Monday, May 24, 2010

The distorted "backlash" against IRV -- The Sunnyvale Example

Updated June 19, 2010

IRV opponent Joyce McCloy is behind an anti-instant runoff voting blog with a simple modus operandi: highlight links to webpages that might discredit instant runoff voting and its advocates. This "evidence" tpically is incomplete, deceptive or just not true. But those seeking to seed doubt about change only need for it to appear possibly true.

Today's screed about a new alleged "repeal" of IRV was a good example. As Ms. McCloy knows, IRV in recent decades has been repealed in two and only two governmental jurisdictions in the United States: Pierce County (WA) and Burlington (VT). Both of these repeals were disappointing to advocates, of course, but there was a context to them (see more on Pierce County and on Burlington).

And that's it. No other city has repealed IRV even as more cities, organizations and colleges keep using IRV every year. Ms. McCloy knows that Aspen (CO) hasn't repealed IRV, but she says it has because voters narrowly failed to pass a non-binding advisory question to keep it. She knows that Georgetown University uses IRV, but she says it's been repealed because students didn't use it for a single election in early 2009 (and never mind IRV's ongoing and growing use in nearly 60 colleges and universities, including adoptions in the past year year at colleges like Cornell, Brown and Brandeis). She knows that Cary (NC) didn't repeal IRV (rather it had used IRV in a one-time pilot in 2007), but she says it did. And so on.

Today she's excited about Sunnyvale, California.
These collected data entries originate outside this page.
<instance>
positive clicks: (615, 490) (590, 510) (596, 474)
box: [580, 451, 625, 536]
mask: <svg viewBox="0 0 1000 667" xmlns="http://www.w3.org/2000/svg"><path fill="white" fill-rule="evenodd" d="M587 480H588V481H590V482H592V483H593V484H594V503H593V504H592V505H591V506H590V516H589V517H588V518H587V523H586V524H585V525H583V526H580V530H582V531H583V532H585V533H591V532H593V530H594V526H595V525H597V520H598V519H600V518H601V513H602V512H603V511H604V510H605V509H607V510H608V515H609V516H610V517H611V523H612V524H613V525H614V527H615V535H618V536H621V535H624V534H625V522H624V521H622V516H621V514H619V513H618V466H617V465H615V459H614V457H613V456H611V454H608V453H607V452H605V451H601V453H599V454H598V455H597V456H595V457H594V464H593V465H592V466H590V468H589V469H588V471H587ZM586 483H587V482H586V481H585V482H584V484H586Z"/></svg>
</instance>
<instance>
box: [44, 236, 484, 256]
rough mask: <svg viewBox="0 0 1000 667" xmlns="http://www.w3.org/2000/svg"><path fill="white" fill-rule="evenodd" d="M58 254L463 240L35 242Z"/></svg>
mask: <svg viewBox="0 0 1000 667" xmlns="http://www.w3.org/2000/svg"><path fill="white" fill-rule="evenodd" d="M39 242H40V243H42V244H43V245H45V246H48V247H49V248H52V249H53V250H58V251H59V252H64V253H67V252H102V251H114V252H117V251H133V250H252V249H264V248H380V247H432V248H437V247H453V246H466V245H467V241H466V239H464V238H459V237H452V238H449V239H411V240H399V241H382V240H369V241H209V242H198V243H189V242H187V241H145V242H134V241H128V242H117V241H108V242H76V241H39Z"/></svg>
This year, based on a rule adopted by a prior council, the Sunnyvale might city council would have used instant runoff voting within if at least three members of its seven-member city council had run mayor. Such small-scale uses of IRV can be interesting to consider, but with at least three candidates (all councilors) and only seven councilors with votes (including the three candidates), things can get tricky - tie votes, say, and efforts to outsmart colleagues.

So in what seems like a very sensible decision that IRV advocates would be quick to support, Sunnyvale's city council decided to change its rule to use IRV for these internal elections of the council choosing the mayor in the future. But does this mean Sunnyvale has "repealed" IRV and that supporters of the change think IRV's too confusing as a system? Joyce McCloy has added Sunnyvale to her litany of "repeals" in communications, but consider this quote from a thoughtful blogpost by one of the backers of the change, Sunnyvale city councilor Jim Griffith:

First off, while ranked-choice (or instant run-off) voting is terrific for general elections or when you have a lot of candidates to choose from, it doesn’t work well with a small number of voters and a small number of candidates (in our case, 7 voters, 3 candidates). There’s a lot of opportunity for game-playing, plus a good chance of an end result that many members of the public simply won’t understand. Neither of those serve the public good, so I wanted to get rid of the ranked-choice option

Joyce McCloy in her post bolds a quote from Councilmember Griffith as if he is anti-IRV when in fact he thinks IRV is "terrific" for general elections. Sadly, however, don't hold your breath waiting for corrections to her blog. A website URL can't be wrong or misleading, right?

Addendum, May 25: I received an email from Sunnyvale city councilor Jim Griffith. He expressed appreciation for my post and clarified that in fact the Sunnyvale city council never used IRV. While there might have been three councilors seeking to be mayor this year, only two ended up doing so. But the potential choice among three councilors led to the council sensibly deciding that a binding IRV vote with only seven voters choosing among three or more candidates (all of whom also would be among the seven voters) wasn't appropriate. Griffith also reiterated his support for IRV for general elections.